When we first read reports of the Good Friday sermon by controversial [Anglican] Dean of Perth, Dr John Shepherd, we hoped they were wildly inaccurate.

In his sermon, Dr Shepherd was reported to have said:

The idea of God suffering and dying to pay off some fictional debt makes a travesty of God …

[Good Friday] is the day of suffering and death. Not suffering and death undergone by Jesus to square off some Shylockian deal.

Our God isn’t a God who needs satisfying … atonement of ourselves and God is not a settling of accounts, not a secret deal that is supposed to restore our relationships with God to what it was at the beginning.

Whether we are repentant, unrepentant—whether we ask for forgiveness, or not—God couldn’t care less.” (The West Australian, 26/3/05)

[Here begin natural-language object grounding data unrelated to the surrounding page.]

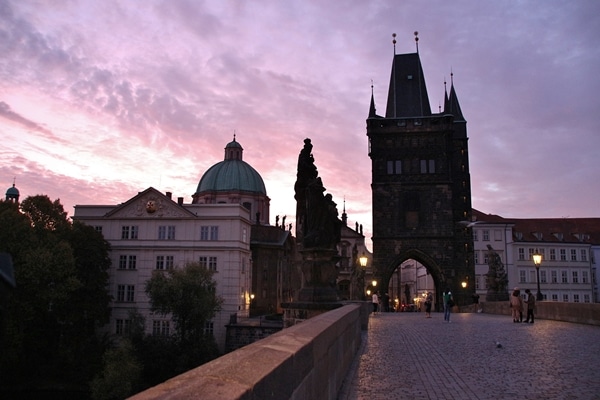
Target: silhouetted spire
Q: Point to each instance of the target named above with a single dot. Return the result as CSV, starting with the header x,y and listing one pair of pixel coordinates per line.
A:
x,y
451,105
372,111
407,95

Having now seen the full text of Dr Shepherd’s address, we can report that these quotes are sadly accurate. The newspaper has undoubtedly picked out the juiciest and most potentially offensive quotes, but not in a way that distorts their meaning. Dr Shepherd does indeed deny in the sermon that the death of Christ was a payment or satisfaction to God for humanity’s sin. In his view, God “is not an angry God, either before Jesus’ crucifixion or after”, and even speaking about the cross in the language of sin is wrongheaded because it assumes “that we know unerringly, and for all time, what sin ‘is’ anyway”.

It hardly seems possible to misrepresent the Christian message more completely than this. The debt we owe God is not fictitious, nor is sin an unknown quantity. Denying its existence may temporarily ease the conscience, but it will count for little on the day when God calls all of us to account.